I've seriously gone crazy. It's time to call in the help. There's a crazy on the loose...
I want another baby. Not just a general want. I REALLY want another baby. It's hard to explain. It's not one of those "ooh I want babies" crazy woman things. I just feel my family isn't completely until I've had one last baby. I know that's all I want. Is just one more. When I had Josie, I knew I wanted more children, but wasn't really sure how many more. After I had the twins, I knew for sure, I wanted one more. For the past 2 years, I've known this. That I want to have one last baby.
For the past month, this feeling has been hitting me even harder. I don't know why. I'm just crazy. Lord knows I can't handle another. I mean mentally yes I can. But could my back stand up to it?
This feeling gets even crazier. I've already picked out a name for a girl. Guess I'm really hoping for one. Just for the sake of sharing, the name that is sticking with me hard is Avalee Fayth. Her first name would be pronounced Ava-Lee (so long A sound at the start, not short A). And it sure as heck doesn't help that I keep having baby dreams!! I keep having dreams that I'm pregnant. I've even had a few dreams that I was in labor, dreams that I had the baby (and not all of those dreams were fun). I've had both good dreams of babies, and bad scary dreams.

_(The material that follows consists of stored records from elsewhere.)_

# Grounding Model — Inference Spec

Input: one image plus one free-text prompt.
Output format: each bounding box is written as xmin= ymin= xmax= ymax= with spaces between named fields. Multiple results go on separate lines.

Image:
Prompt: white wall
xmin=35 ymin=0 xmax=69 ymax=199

Maybe the feeling is just hitting me so hard because I'm getting older. I do know, or rather I have decided, that if I'm not at least pregnant by the time I turn 30, I'm done. I don't want to be in my 40's and have an infant. My biological family doesn't age well. So if family genes continue, I will with out a doubt look like my child's grandmother. Don't want that.
James knows I want another baby, but isn't ready to really acknowledge it. And I'm not ready to push the issue. I figure first, get the twins potty trained (another topic to discuss later). Having two babies right now has him (ok me too) just a tad stressed. Plus the cost of diapers. I don't want three babies at once in diapers. He'll come around to it eventually. I hope. I will NOT pressure him into having another baby. As much as I want one more, I refuse to be one of those women. James is one of those guys sadly. If I told him I really wanted one, he'd do it. Just because that's what I wanted and he wants to keep me happy. I won't pressure him. I want him to want a baby also.
Ok, think I'll get off my rant now. I know I'm crazy. I know I need help.